Now I’m not blaming the media or BH&G for all SAHM woes. I love looking at magazines and watching HGTV for ideas for how to make my home look nicer. But I’ve chosen to not let it weigh on me. I have a nice home that I try to keep tidy and neat (as best I can with 3 kids ages 4 and under) but I’ve decided that my priority in my life today is NOT my house. So my decor may be outdated, my shelves might have some dust, and you will step on a toy at some point if you’re walking around my house, but that’s because we LIVE in our house. It’s not a museum, it’s not a show home. It’s our home. Which includes three little girls who love to play and make messes the way little kids should.
I hope other moms out there are doing the same thing I am. Not necessarily with their homes, but I hope they’re evaluating their lives, deciding what is important to them and focusing on that while letting the rest fall to the bottom of the list.
For me, eating healthy and keeping on budget within our household is important to me, so I spend time planning meals, making grocery lists that keep within our budget, researching benefits of eating natural and organic, and finding other ways to live within our means like buying consignment clothes for my kids.
For others, developing their childs artistic side may be very important so they spend time and money coming up with crafts and projects for their children. Or perhaps athletics is a top priority for some moms, and participation in various sporting activities is what they choose for their families. And maybe for some having a nice home that is organized, neat, and clean is a priority, and that’s what they choose to spend their energies on.
The article hits a lot on the topic of moms needing needing help with the kids. While I can empathize with that, I will say I do get breaks during nap and in the evening, so I manage okay. But I imagine there are moms out there who don’t get a lot of down time that could really use a helping hand. And I have my husband’s parents in town who babysit whenever we need help. Others don’t have that option. Eons ago you raised kids with a large extended family, so raising kids was everybody’s job (my reference to “it takes a village”). Now it’s just mom (or dad) and kids at home and it can be very isolating and depressing, even with school and playgroups and activities.
And moms don’t get a “vacation”. I joke with Chad that when he leaves work, he’s done working for the day. My work is never done. I’m always doing something for my “job”, from the time I get up to the time I go to bed. And when he’s home I do get a break since he can help out. But it’s not the same as leaving your 8 to 5-er.
Don’t get me wrong, I’m not complaining, per se. I wanted to stay home with my kids. We chose this life. I could have very easily stayed at my job.

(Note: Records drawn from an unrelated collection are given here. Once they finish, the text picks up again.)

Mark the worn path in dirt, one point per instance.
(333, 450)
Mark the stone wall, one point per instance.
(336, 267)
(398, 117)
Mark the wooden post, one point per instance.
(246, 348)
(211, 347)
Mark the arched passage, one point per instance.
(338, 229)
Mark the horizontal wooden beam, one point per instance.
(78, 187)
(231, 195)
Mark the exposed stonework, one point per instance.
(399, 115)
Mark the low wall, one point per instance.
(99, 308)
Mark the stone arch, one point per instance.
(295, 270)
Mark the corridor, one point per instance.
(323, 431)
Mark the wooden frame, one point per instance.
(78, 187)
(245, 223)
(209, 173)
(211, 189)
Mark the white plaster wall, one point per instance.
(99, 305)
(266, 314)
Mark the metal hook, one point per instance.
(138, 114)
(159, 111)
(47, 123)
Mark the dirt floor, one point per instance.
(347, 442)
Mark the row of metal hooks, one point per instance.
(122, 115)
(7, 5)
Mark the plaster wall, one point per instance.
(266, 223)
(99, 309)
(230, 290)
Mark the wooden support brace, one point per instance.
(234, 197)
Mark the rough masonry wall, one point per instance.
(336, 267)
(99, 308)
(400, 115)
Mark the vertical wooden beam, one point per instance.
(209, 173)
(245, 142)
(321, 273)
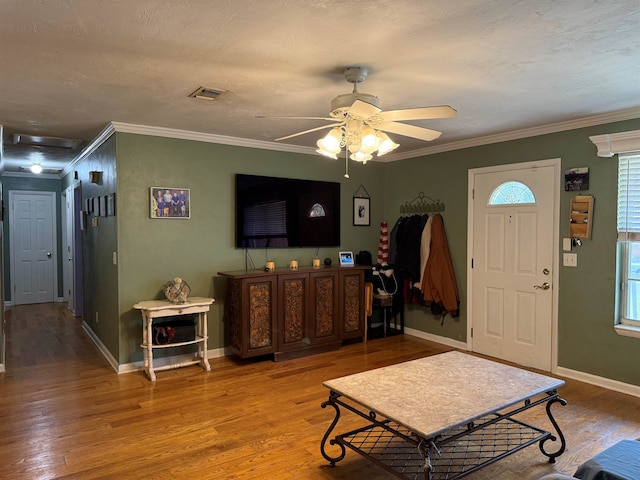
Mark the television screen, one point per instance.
(273, 212)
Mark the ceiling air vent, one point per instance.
(44, 141)
(207, 93)
(53, 171)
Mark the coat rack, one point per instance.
(422, 204)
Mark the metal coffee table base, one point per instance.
(453, 454)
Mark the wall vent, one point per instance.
(207, 93)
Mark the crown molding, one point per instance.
(89, 149)
(611, 143)
(618, 116)
(208, 137)
(621, 115)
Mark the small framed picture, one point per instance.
(361, 211)
(576, 179)
(111, 205)
(102, 206)
(170, 202)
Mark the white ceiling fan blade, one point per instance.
(410, 131)
(329, 119)
(443, 111)
(363, 110)
(306, 131)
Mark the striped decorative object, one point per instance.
(383, 245)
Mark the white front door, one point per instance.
(513, 246)
(33, 247)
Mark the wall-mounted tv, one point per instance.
(273, 212)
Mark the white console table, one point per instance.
(152, 309)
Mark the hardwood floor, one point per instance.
(64, 413)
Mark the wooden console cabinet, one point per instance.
(290, 313)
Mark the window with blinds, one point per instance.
(629, 237)
(629, 197)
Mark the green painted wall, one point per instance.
(587, 340)
(150, 252)
(153, 251)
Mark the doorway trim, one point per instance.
(12, 233)
(556, 164)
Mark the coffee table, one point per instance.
(441, 417)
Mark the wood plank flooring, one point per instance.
(64, 413)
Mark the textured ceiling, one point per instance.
(69, 67)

I just think stay-at-home-moms don’t get even close to the credit they deserve. When you mention that you’re a SAHM you get responses like “Oh, you have such a hard job!” or “Oh, staying home with kids is so rewarding!”. But I often feel people say it just because they “have to”. Because they don’t want to look like a snob by saying what they really think “How hard can it be to stay home with your kids?” (Except for those moms who have stayed home with their kids. They know.)
Well if you’ve never done it, you don’t even know the half of it. It is without a doubt the hardest job and yet the most fulfilling job you’ll ever have. And I’m so glad that I have the opportunity.